A year ago, Heather wrote the post that kicked off Undiagnosed Children's Day, and she started it like this:
When people ask me for Aidan’s diagnosis, I say he has development delays and hypotonia (low muscle tone.) Those are words that get you nowhere. When he turned 6, he lost some services because that diagnosis was no longer valid. Happy 6th Birthday, poof, your disability is gone. No wait, the disability is still there but your services aren’t. In school he is labeled as multi-handicapped. That only works for school. Many agencies have different qualifying criteria. Don’t try moving to a different state because they may require a different name.
Yeah. Getting older without a diagnosis is really difficult (she goes on to qualify, by the way, that having a diagnosis comes with its own pros and cons---we're certainly not saying that having a diagnosis is a cakewalk, just that it sure can be handy when you need it). It's something that would keep me up at night, if I allowed myself to think about it for more than two minutes at a time.
There are other challenging things about not having a diagnosis, too. One that gets under my skin is the skepticism that can come from inquiring minds. Maybe someone that has a child with disability and is asking about Maya, or maybe it's from someone within the education/services world, or maybe we're visiting a new doctor . . . and when I say "She has a undiagnosed genetic syndrome" there's a flash, a little lightening bolt that flits through many of their eyes. Some hide it better, while some fully commit with a raised eyebrow, but there's often a flicker of Oh, come on, don't beat around the bush, just tell me or Haven't you even taken her to get checked out or If it's 'undiagnosed' then how do you know it's genetic or whatever.
You know what's especially biting about those skeptical folks?
I think I could have been one of them.
I'm a science girl. (I was a zoology major, a science teacher, an EMT, I have a masters in teaching science, and my mom's a nurse. I was always kind of biology-nerdy, even before Maya.) I like data and tests. Had someone told me that their child was undiagnosed I'm fairly sure that I would have been very curious and asked a lot of questions (hopefully politely, but who knows). My level of skepticism probably would have depended on what I thought of the parents and their capability to find the right doctors and push for tests and advocate and whatever. My outer opinion would have been sympathetic. My inner voice would wonder when they would be able to get the diagnosis-------when, not if, because this is 2012 after all, and we're sequencing DNA and all that jazz and how could there just not be a test to run that would bring the answer in?
This is why a little awareness would be helpful. Because I would have been skeptical of someone in my own position. Because despite being a graduate-degree-educated-big-city-science-nerd, I had never been aware of the limitations of medicine and science in their ability to diagnosis children who are struggling with nameless syndromes or disorders.
What does one do to participate in Undiagnosed Children's Day?
Wear blue!
That's it.
Ok, that's not totally it. First, wear blue. Then, if you can, share something about Undiagnosed Children's Day---on your Facebook, via email, with a tweet, dropped into a phone conversation, however you want. You can share this post from Heather, or her original Undiagnosed Children's Day post, or share this post that you're reading right now. Share a picture of yourself rocking out in blue, and let people know why you're wearing it.

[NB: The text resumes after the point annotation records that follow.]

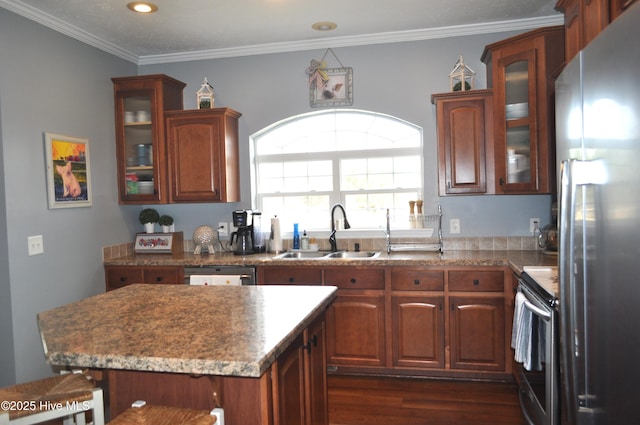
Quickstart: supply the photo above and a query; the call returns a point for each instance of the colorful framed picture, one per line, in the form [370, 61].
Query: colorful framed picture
[68, 171]
[336, 91]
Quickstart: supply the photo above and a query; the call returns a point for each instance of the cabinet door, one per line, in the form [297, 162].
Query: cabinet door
[289, 275]
[464, 123]
[418, 331]
[316, 373]
[164, 275]
[289, 406]
[140, 102]
[516, 147]
[118, 277]
[477, 333]
[203, 155]
[355, 330]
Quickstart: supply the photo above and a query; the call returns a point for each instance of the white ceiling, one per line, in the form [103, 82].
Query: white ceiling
[200, 29]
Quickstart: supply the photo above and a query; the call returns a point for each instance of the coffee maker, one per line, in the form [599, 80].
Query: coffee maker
[243, 236]
[249, 238]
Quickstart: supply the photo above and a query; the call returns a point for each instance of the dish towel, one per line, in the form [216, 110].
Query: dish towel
[522, 332]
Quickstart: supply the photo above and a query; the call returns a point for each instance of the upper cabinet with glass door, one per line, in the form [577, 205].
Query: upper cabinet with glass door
[140, 103]
[520, 70]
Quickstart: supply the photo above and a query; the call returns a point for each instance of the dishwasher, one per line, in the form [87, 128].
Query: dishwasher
[220, 275]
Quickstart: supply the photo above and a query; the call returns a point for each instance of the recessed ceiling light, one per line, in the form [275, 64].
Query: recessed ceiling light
[142, 7]
[324, 26]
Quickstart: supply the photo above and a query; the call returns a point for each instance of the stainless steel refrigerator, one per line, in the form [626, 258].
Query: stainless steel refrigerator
[598, 152]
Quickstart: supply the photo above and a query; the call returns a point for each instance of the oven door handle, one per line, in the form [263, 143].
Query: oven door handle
[537, 311]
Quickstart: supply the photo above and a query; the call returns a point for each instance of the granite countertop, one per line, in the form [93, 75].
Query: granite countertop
[213, 330]
[514, 259]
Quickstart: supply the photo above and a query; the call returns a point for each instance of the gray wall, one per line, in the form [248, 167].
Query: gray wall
[397, 79]
[51, 83]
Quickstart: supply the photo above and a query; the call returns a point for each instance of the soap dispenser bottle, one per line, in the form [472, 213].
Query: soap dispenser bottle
[304, 242]
[296, 237]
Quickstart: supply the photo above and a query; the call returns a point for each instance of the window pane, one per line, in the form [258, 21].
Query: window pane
[306, 163]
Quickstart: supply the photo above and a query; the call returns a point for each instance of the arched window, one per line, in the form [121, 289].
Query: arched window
[367, 161]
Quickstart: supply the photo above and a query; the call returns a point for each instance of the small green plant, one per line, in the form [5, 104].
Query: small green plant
[165, 220]
[148, 215]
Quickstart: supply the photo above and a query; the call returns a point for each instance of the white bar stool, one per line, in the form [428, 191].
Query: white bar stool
[67, 396]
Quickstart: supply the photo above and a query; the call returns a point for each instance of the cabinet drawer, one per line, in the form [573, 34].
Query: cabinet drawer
[172, 275]
[473, 280]
[118, 277]
[291, 275]
[350, 278]
[417, 280]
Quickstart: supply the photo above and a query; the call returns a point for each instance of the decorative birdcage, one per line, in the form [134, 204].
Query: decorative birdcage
[462, 77]
[205, 96]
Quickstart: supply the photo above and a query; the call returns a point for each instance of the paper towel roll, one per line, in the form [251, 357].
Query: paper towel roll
[275, 238]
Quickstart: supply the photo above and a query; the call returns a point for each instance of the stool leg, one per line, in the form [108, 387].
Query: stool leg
[98, 407]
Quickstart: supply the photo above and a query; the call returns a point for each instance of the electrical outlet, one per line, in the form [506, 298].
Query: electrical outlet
[454, 226]
[35, 244]
[223, 230]
[533, 224]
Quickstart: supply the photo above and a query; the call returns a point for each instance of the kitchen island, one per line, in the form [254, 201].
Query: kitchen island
[239, 348]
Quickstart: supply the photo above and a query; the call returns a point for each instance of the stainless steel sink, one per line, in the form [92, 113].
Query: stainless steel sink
[306, 255]
[300, 255]
[352, 254]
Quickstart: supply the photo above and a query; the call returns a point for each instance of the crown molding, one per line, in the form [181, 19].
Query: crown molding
[270, 48]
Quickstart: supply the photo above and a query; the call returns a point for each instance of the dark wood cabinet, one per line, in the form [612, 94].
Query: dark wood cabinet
[412, 320]
[521, 70]
[356, 330]
[290, 390]
[202, 148]
[140, 104]
[289, 275]
[585, 19]
[418, 331]
[477, 333]
[120, 276]
[465, 139]
[301, 384]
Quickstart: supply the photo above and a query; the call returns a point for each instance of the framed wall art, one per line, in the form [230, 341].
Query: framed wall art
[68, 171]
[336, 90]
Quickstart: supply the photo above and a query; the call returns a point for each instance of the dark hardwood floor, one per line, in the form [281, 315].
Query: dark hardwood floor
[405, 401]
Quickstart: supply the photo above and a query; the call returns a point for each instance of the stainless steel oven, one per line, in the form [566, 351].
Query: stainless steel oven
[538, 369]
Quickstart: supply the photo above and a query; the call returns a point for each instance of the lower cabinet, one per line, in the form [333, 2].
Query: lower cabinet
[415, 320]
[418, 331]
[119, 276]
[477, 333]
[356, 330]
[300, 384]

And if you're wearing blue, share it with us, too! Because if there's one thing that's tough about the undiagnosed world, it's the going-solo-ness of it all. Heather wrote:
The whole “undiagnosed developmental disability” thing happened slowly, much like a gentle slope you didn’t realize you were on until you hit the bottom. The bottom: left behind by state workers who need to check a box, left behind by the moms who said, “but you must know what caused it,” left behind by the support groups who rally around kids with CP or Down Syndrome (ok, to be fair, I’ve met awesome moms who have asked me to come to their groups anyway), left behind by foundations that research specific diseases. Alone.
If I had had Maya 20 years ago, pre-internet, I would have been lost. If not for the ability to seek out bloggers, therapists, AAC specialists, and other parents (and then badger them via email, FB, and twitter until they answer my questions and beg me to leave them alone) I'm really not sure what I would have done. I push into other online communities and try to glean what might work for us, but there is a loneliness that comes with not having a group that totally gets it. Even the undiagnosed community is so hugely variable that it's tough to find a great fit. We're so lucky to have wonderful families, supportive friends, and online allies . . . but there are many other undiagnosed families who don't have that, who just wish more people understood. And tomorrow, when test results come in to doctor's offices around the world and more parents hear "The results were normal. Let's just wait and see, and check back in 6 months." our ranks will grow.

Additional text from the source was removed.